While the economic rebound has helped push the jobless rate down, labor productivity, measured on an output per hour basis, slid in the third quarter.
The test for BOE Governor Mark Carney will be securing the MPC’s support for any fine-tuning of guidance, which he unveiled in August to reassure Britons the BOE wouldn’t begin raising interest rates too soon. Carney failed to get unanimity on the policy that month, when Martin Weale voted against it because of inflation concerns.
“The rapid drop in unemployment will force the bank to consider an evolution” to guidance, said Sam Hill, an economist at RBC Capital Markets in London. “The more the unemployment picture improves, there’s more likelihood that there will be a differential of views within the committee. When unemployment was higher it was probably much easier to gather consensus.”
An index of factory payrolls rose in January from October, the Confederation of British Industry said in a report today. It also said manufacturers’ hiring intentions for the next three months are the most optimistic since April 2012.

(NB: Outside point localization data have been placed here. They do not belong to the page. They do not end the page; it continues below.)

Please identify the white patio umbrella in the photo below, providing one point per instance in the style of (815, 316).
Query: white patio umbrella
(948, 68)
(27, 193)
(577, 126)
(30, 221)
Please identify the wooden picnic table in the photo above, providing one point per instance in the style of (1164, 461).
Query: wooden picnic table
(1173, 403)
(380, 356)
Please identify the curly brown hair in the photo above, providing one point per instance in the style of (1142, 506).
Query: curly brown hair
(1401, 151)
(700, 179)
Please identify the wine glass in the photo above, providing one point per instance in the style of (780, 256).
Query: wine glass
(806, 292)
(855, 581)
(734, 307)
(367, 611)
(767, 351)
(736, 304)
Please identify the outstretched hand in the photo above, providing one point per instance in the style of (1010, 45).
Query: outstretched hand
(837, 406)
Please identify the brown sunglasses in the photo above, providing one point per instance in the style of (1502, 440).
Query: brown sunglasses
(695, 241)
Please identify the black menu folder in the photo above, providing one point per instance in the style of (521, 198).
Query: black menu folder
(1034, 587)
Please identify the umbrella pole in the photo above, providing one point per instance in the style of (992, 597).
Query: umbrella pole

Carney said last month that the recovery will “need to be sustained for a period before productivity, and real wage gains can resume.” Policy makers “don’t know how much productivity will come back,” Deputy Governor Charlie Bean said in November.
It’s the “principal forecast uncertainty,” Goldman Sachs Group Inc. economist Andrew Benito wrote in a note to clients last week. The MPC may favor a strategy that “buys more time to clarify some key macro forecast uncertainties,” he wrote.
Output per worker is almost 16 percent lower than it would have been if it had continued on its pre-recession trend, according to the E&Y Item Club, which recommends policy makers consider modifying guidance to add a link to real wages. In the first nine months of 2013 “the level of output per hour has been slightly lower than the average level in 2012 and around 2 percentage points lower than in 2011,” the ONS said on Dec. 24.
“The whole debate about productivity has become very conflated with what’s happening in the short-term,” said Malcolm Barr, an economist at JPMorgan in London. “The MPC are being forced, by the choice of unemployment as a variable, to make some judgments about that outlook in a very uncertain space and over a very short time window.”
Policy makers have used the term “productivity puzzle” to describe how the economy continued to create jobs throughout the economic slump. Now, as the economy starts to pick up, unemployment continues to drop and productivity stays weak, solving it is central to their outlook.
The MPC has “a range of views” about the productivity outlook, officials said in their quarterly Inflation Report in November. “The MPC’s best collective judgment remains that productivity is likely to increase as the economy recovers.”
Item Club recommended that the MPC wait for a pickup in wage growth before increasing interest rates. Annual pay growth held at 0.8 percent in the three months through October, less than half the pace of inflation. It probably increased to 1 percent in the quarter through November, according to a survey.
The situation of households is “far less favorable than might be suggested by an assessment” of falling unemployment, said Nathalie Dezeure, an economist at Natixis. “The BOE is unlikely to raise its rates until there is a more significant and sustained improvement in household income.”